Conference blogging

This week I’ve been attending the CLIR Scholarly Communication Institute here at UVA and having a blast. Among the highlights: a presentation on the amazing Tibetan and Himalayan Digital Library; another on the history of the Roman de la Rose project at Johns Hopkins; and a talk by Deanna Marcum of the Library of Congress during which a lightning bolt struck and I suddenly started having ideas about how to reconfigure my dissertation topic into something rather different but very much connected with what everyone was talking about at this gathering. (More on this anon, I think.) Oh, and some really, really good food. I haven’t been this well fed in months.
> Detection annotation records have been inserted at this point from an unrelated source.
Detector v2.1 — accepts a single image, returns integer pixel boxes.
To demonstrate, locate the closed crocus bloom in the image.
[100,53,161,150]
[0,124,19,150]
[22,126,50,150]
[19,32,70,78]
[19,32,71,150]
Now my brain is reeling a bit from four days’ worth of uploading. You know how the title character of William Gibson‘s Johnny Mnemonic has cybernetic memory implants in his brain so that he can courier information back and forth?* That’s kind of how my head felt after a while. (Note to self: the next time you go to a conference or convention or similar, do not continue drinking coffee late into the afternoon just because there’s a coffee urn right there, because then you won’t be able to sleep at night and will find it much harder to concentrate the next day, coffee or no.) But it’s a good kind of brain-reeling.

Best of all was being among people who believe in democratic access to information, who are deeply and articulately concerned with making sure that knowledge doesn’t stagnate in tiny, isolated pools of specialization, and who want scholarly work to reach outward and over (in the words of one of the speakers) rather than simply upward to the tenure-gatekeepers. I rarely heard this kind of public engagement — or this kind of collaborative effort with people from other disciplines — when I was in graduate school. Watching the digital-library presentations, I thought "This is exactly what I want to be doing."

And now I get to actually do it. Honestly, I still can’t believe my luck.

* I’m thinking of the short story, not the movie adaptation, which was not one of Keanu Reeves’ greatest moments, alas, and not one of the great moments in book-to-movie adaptation history either.